Mum comforted me with cuddles on the sofa, but I couldn’t bear looking in the mirror after the attack. Cain had stolen my looks and my confidence.

Determined to study, though, I flew back to the States on New Year’s Day.

My 21st birthday was coming up on 10 January, and, defiant, I decided I’d still go out for a meal with friends. However, still unable to eat anything but soup, it was a miserable night.

Then I heard that, as he’d no previous convictions, Cain had been released on bail and was out partying.

It was so unfair.

‘He’s ruined everything,’ I cried, and, over the next few weeks,

I suffered from flashbacks and nightmares. I was a wreck, both physically and emotionally.

Studying in my room, Cain’s dark, savage eyes would suddenly ping back into my thoughts.

By February, I was able to eat solids again, but mostly just soup with bread.

Three months on, the swelling had finally gone, and I started to feel stronger.

I wasn’t going to let Cain win.

In April 2016, Cain Donald appeared at Oxford Crown Court and admitted one charge of causing GBH with intent.

Cain Donald (Photo: SWNS)

Cain Donald (Photo: SWNS)

I attended court to read out my personal-impact statement.

Locking eyes with Cain in the dock, he smiled awkwardly at me, and I felt sick.

He was jailed for six years and eight months, handed an indefinite restraining order, and made to pay a victim surcharge.

At least I got justice, but I’m just relieved it’s finally over. Now I can focus on myself again and continue with my studies back in the US.

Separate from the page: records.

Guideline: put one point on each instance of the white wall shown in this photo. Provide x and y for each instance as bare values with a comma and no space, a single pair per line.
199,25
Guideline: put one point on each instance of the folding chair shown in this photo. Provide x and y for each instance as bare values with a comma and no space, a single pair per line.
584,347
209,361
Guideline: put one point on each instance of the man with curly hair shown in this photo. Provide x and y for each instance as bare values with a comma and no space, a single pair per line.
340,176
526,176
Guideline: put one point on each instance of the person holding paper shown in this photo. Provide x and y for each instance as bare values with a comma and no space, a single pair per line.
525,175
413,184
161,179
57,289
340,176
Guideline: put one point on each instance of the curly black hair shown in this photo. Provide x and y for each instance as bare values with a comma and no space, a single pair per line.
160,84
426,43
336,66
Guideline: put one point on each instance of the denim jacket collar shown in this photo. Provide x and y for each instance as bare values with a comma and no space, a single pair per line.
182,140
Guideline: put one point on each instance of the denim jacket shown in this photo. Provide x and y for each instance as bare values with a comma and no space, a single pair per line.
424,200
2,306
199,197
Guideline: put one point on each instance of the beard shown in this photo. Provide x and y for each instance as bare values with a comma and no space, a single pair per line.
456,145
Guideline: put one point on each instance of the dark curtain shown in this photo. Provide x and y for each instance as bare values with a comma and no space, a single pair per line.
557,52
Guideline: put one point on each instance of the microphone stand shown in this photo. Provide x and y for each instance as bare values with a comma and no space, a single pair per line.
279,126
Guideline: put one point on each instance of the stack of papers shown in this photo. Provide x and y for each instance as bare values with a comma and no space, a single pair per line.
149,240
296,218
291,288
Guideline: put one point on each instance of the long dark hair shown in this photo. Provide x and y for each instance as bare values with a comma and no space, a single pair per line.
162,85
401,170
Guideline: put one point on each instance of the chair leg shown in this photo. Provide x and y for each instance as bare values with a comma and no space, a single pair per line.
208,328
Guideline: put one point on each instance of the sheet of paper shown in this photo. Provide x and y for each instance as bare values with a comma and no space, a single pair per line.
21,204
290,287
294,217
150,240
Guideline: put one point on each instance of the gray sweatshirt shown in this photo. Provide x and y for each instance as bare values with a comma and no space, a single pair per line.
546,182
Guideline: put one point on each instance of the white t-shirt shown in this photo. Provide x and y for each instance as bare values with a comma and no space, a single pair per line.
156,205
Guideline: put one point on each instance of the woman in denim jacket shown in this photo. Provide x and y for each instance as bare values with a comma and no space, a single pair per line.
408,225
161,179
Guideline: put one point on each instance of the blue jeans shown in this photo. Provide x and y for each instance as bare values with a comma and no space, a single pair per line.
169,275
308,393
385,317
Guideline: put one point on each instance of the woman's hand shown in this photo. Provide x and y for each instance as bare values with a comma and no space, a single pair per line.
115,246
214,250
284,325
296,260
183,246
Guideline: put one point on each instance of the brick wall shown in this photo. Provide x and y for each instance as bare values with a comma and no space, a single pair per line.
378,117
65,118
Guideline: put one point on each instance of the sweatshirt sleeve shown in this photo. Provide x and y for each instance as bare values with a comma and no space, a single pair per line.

I’ve recently met a new guy, who’s a caring boyfriend and an incredible support.

Clare now (Photo: SWNS)

Clare now (Photo: SWNS)

I wish I’d ended things sooner with Cain Donald. Hopefully, his time in prison will make him realise he needs to be a better person. But he’s firmly in my past.

I’ve learned the hard way never to tolerate that sort of behaviour.

I’d urge anyone in a similar situation never to make my mistake. If you feel you’re being abused, leave as soon as you can.